The last of the squash and tomatoes and melons are harvested, still juicy and flavorful but there are no more proud tours of the garden. No more pictures of lush green plants posted to Facebook and Instagram. No more bragging about the “first” okra, the “first” pepper. Firsts are done.
August was when I did my best to fight against thoughts of Labor Day, football games and school buses.
But as life has morphed and I now grow 9 months of the year, August is a month of rebirth. The third, or maybe even fourth time during the year, to try and get it right.
August is when we start the fall garden.
This week we’ll be seeding kale, spinach, beets, parsnips, and greens. The fall garden is the hardiest. We’ll enjoy the fruits of our labor well into the next year. These are the plants that will sustain us, through the first chilly morning, the icy winter, the wet spring.
Each August I panic a little, down deep where no one else can see. The panic is a fear that I’ll lose my enthusiasm for growing. That come August I’ll be too exhausted to plant one more seed. Too burned out to face another harvest. Too done with it all to muster excitement for another growing season.
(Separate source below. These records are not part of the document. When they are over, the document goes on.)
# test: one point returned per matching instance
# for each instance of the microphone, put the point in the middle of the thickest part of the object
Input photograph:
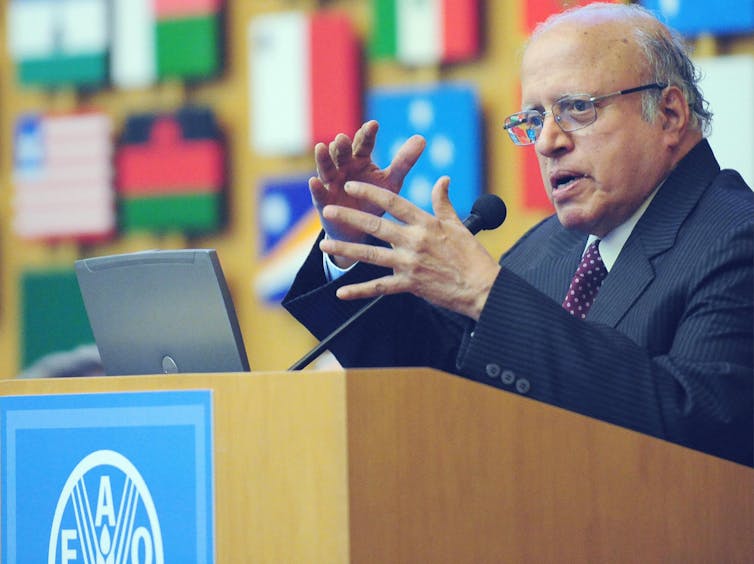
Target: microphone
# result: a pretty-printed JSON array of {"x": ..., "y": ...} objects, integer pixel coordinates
[{"x": 488, "y": 212}]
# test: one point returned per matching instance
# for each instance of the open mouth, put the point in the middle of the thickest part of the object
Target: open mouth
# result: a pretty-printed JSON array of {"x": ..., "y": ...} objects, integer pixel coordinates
[{"x": 560, "y": 181}]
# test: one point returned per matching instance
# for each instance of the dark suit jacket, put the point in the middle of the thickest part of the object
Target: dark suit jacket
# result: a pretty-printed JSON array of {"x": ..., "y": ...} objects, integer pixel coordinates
[{"x": 667, "y": 348}]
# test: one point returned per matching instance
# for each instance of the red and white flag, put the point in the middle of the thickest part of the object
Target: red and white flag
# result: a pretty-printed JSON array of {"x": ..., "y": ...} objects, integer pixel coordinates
[{"x": 304, "y": 76}]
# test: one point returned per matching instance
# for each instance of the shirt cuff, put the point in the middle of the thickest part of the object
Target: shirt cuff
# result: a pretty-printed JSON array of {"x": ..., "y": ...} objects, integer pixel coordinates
[{"x": 332, "y": 270}]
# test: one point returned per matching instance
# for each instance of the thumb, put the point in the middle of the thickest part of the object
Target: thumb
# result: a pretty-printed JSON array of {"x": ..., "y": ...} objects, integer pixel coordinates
[{"x": 441, "y": 201}]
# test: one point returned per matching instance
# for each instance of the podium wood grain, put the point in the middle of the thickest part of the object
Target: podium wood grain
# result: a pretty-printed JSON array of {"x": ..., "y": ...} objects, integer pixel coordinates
[{"x": 414, "y": 465}]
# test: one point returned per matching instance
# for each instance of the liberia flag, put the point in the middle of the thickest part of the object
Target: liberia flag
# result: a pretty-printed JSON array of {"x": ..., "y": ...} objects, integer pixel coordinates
[
  {"x": 420, "y": 32},
  {"x": 304, "y": 74},
  {"x": 63, "y": 177}
]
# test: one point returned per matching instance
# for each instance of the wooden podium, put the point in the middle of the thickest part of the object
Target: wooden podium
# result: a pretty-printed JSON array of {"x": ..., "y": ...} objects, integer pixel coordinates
[{"x": 415, "y": 466}]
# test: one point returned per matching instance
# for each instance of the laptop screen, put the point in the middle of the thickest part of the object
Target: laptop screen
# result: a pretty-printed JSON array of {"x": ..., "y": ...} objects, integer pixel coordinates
[{"x": 158, "y": 311}]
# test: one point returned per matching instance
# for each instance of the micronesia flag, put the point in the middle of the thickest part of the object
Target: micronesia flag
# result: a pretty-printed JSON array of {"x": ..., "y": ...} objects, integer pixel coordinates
[
  {"x": 420, "y": 32},
  {"x": 288, "y": 226},
  {"x": 305, "y": 85},
  {"x": 449, "y": 118}
]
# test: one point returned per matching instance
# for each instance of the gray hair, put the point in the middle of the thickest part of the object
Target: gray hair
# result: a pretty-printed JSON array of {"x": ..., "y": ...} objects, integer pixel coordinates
[{"x": 666, "y": 54}]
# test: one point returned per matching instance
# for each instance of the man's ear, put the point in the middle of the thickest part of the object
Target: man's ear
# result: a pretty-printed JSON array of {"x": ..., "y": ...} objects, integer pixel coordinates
[{"x": 675, "y": 114}]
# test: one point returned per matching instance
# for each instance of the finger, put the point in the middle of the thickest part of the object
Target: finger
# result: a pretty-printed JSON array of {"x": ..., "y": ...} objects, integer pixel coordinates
[
  {"x": 372, "y": 254},
  {"x": 364, "y": 140},
  {"x": 441, "y": 200},
  {"x": 318, "y": 191},
  {"x": 364, "y": 222},
  {"x": 326, "y": 169},
  {"x": 405, "y": 158},
  {"x": 377, "y": 287},
  {"x": 340, "y": 150},
  {"x": 395, "y": 205}
]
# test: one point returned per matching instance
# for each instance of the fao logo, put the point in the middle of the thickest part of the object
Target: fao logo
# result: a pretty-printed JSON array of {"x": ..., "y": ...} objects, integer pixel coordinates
[{"x": 105, "y": 515}]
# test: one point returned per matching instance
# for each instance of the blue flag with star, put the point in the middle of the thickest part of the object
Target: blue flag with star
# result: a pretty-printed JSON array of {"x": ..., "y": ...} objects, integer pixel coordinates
[{"x": 448, "y": 117}]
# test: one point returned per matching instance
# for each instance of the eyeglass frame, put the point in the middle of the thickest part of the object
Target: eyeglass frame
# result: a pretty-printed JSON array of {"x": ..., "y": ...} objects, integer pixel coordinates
[{"x": 507, "y": 126}]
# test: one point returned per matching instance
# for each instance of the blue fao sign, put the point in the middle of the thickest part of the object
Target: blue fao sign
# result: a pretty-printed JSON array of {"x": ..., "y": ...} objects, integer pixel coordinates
[{"x": 125, "y": 477}]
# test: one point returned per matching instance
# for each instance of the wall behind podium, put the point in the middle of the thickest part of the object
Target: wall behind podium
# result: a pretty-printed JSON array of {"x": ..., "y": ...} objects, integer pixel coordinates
[{"x": 259, "y": 190}]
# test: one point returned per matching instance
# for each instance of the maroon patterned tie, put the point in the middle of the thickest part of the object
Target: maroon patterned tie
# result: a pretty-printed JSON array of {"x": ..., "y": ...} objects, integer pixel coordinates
[{"x": 586, "y": 282}]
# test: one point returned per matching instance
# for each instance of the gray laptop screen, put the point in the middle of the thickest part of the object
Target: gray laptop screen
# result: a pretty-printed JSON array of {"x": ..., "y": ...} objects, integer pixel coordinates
[{"x": 155, "y": 312}]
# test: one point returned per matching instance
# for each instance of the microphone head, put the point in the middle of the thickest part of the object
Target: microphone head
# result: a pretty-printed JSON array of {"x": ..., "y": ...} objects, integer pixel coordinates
[{"x": 491, "y": 211}]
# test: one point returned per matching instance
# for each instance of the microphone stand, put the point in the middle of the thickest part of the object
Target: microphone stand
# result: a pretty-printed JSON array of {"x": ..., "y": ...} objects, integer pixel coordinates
[{"x": 305, "y": 360}]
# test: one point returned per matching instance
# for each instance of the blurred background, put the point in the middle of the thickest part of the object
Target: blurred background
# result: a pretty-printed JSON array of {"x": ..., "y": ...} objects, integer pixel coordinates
[{"x": 128, "y": 125}]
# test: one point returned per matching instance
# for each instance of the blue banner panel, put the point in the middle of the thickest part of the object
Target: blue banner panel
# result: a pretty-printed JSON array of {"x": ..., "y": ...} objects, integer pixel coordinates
[
  {"x": 115, "y": 477},
  {"x": 694, "y": 17}
]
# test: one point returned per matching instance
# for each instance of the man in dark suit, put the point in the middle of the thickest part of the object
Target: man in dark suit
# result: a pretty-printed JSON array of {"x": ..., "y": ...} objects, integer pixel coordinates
[{"x": 660, "y": 339}]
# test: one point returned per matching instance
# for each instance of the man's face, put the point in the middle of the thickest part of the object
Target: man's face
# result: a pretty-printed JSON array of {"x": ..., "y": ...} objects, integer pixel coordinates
[{"x": 596, "y": 177}]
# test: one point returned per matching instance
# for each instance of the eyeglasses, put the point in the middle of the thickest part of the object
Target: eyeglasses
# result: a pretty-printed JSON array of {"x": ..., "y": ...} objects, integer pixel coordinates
[{"x": 570, "y": 113}]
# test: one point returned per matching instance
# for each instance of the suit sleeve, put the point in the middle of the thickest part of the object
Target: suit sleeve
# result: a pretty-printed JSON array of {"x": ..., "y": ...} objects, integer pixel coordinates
[
  {"x": 401, "y": 330},
  {"x": 697, "y": 393}
]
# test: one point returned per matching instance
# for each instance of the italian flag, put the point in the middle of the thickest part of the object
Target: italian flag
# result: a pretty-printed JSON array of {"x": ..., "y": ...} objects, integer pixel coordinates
[
  {"x": 304, "y": 74},
  {"x": 421, "y": 32}
]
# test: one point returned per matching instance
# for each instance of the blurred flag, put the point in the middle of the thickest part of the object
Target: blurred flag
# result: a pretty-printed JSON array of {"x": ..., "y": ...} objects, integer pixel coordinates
[
  {"x": 57, "y": 42},
  {"x": 52, "y": 314},
  {"x": 449, "y": 117},
  {"x": 694, "y": 17},
  {"x": 305, "y": 86},
  {"x": 288, "y": 225},
  {"x": 732, "y": 136},
  {"x": 158, "y": 39},
  {"x": 63, "y": 177},
  {"x": 422, "y": 32},
  {"x": 171, "y": 172}
]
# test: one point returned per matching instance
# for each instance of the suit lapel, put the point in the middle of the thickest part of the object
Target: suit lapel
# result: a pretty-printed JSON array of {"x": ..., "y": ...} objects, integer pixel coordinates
[
  {"x": 553, "y": 272},
  {"x": 654, "y": 234}
]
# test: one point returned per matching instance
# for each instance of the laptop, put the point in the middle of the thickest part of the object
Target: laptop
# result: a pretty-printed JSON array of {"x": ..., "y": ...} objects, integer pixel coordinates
[{"x": 155, "y": 312}]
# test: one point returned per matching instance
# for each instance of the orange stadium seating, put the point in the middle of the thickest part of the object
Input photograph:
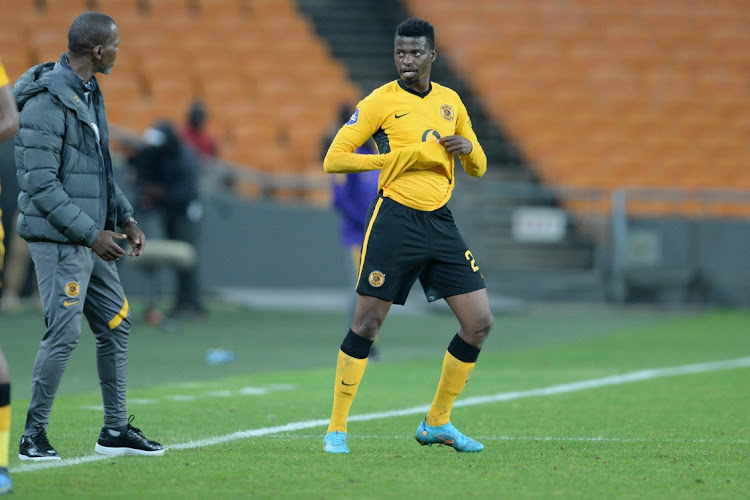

And each August I pull out the bins of seeds that are tucked away in an extra refrigerator and marvel at the possibilities of what they represent.
This year, I muse, I’ll have a bountiful fall garden. It will be weed free and produce for months. I’ll post pictures of its beauty on social media and revel in eating fresh throughout the winter. This year will be the best fall garden ever.
Another August has arrived. Another rebirth, gratefully, arrived with it.